In a statement, Gouzer said that he would spend “the next few months concentrating on conservation and climate issues before coming back to the art world with a new project.”
The announcement marks the second major departure from the auction house; Francis Outred, Christie’s head of postwar and contemporary art in Europe, resigned last month. Gouzer’s exit leaves in charge his co-chairman, Alex Rotter, who came to Christie’s from Sotheby’s last year.
Guillaume Cerutti, Christie’s chief executive, said in the statement: “I wish Loic the very best with his future ventures.”

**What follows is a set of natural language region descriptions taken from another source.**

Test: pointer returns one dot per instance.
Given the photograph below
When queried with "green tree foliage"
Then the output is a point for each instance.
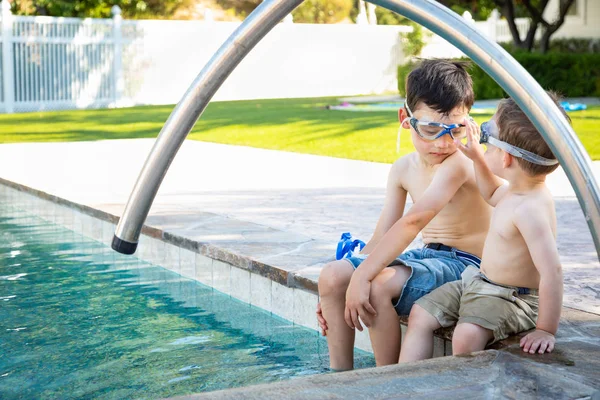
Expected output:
(323, 11)
(239, 8)
(532, 9)
(99, 8)
(479, 9)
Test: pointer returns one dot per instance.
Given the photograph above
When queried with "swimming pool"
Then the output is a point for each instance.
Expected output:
(79, 320)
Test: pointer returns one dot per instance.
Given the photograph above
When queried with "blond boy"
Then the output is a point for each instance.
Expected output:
(519, 285)
(447, 209)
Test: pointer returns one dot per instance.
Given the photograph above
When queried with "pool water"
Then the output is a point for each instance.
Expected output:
(78, 320)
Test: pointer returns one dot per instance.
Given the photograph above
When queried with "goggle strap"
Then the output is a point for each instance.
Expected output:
(520, 153)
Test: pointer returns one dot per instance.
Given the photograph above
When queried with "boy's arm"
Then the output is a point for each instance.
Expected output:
(449, 177)
(395, 201)
(537, 232)
(491, 187)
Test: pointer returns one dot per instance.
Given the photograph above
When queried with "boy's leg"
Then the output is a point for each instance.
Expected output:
(385, 330)
(468, 338)
(418, 340)
(333, 282)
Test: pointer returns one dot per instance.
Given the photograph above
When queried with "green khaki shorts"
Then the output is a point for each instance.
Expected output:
(476, 300)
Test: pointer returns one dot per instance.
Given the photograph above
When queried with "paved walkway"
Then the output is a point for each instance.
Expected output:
(283, 209)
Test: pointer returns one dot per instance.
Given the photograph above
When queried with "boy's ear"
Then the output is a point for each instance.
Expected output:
(507, 160)
(402, 115)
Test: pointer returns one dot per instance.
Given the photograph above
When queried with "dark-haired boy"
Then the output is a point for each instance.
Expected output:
(447, 209)
(520, 257)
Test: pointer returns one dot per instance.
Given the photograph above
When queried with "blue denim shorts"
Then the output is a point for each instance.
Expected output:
(430, 269)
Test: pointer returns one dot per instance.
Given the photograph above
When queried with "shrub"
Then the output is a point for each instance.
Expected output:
(572, 75)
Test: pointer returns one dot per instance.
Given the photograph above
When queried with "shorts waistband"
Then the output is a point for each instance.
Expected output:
(520, 290)
(459, 253)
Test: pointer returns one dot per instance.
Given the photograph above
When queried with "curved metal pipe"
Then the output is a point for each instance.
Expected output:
(521, 86)
(513, 78)
(266, 16)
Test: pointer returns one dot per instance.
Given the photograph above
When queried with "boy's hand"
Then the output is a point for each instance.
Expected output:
(472, 149)
(321, 320)
(357, 302)
(538, 339)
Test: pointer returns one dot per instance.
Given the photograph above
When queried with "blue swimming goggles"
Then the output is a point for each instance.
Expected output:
(489, 135)
(435, 130)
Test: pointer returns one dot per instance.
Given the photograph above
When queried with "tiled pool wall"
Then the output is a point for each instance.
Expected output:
(190, 260)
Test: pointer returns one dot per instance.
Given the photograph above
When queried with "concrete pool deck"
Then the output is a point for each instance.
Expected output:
(282, 213)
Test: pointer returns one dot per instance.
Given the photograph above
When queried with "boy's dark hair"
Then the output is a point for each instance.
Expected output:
(516, 129)
(441, 84)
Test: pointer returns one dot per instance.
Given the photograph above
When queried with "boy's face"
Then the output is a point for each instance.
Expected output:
(433, 151)
(494, 158)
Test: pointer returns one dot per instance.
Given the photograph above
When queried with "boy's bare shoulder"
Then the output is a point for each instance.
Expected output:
(402, 166)
(535, 206)
(456, 165)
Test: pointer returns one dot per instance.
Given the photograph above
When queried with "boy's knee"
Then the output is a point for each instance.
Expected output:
(380, 287)
(334, 278)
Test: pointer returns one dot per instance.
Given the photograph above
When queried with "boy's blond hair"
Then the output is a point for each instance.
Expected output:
(516, 129)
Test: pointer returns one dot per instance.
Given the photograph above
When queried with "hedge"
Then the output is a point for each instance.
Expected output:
(571, 75)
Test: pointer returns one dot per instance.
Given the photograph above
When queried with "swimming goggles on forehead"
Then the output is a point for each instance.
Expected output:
(489, 135)
(434, 130)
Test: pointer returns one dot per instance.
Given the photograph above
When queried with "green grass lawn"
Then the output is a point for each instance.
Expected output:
(298, 125)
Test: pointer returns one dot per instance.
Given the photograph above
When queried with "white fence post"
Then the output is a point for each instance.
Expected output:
(118, 55)
(8, 72)
(492, 22)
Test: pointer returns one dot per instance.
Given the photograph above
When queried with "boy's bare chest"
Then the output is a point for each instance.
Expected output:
(502, 223)
(416, 183)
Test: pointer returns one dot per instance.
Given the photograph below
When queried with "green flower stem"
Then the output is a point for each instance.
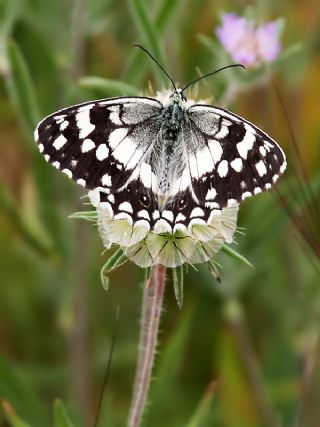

Over the last four years Gouzer championed separate curated sales at Christie’s, creating a series of stand-alone auctions whose art he often hand-picked to appeal to a younger generation of collectors. They included “If I Live…,” “Bound to Fail,” and “Looking Forward to the Past,” which achieved price highs for Pablo Picasso’s “Les femmes d’Alger (Version ‘O’)” and Alberto Giacometti’s “Pointing Man.”
In 2017, he conceived and shepherded the sale of Leonardo da Vinci’s “Salvator Mundi” for $450.3 million in partnership with Christie’s Old Masters department. This fall, he oversaw the sale of David Hockney’s “Portrait of an Artist (Pool with Two Figures),” which brought $90.3 million, an auction high for a living artist.
A vocal environmentalist, Gouzer in 2013 collaborated with the Leonardo DiCaprio Foundation to present “The 11th Hour,” a charity auction that raised $38.8 million for wildlife conservation.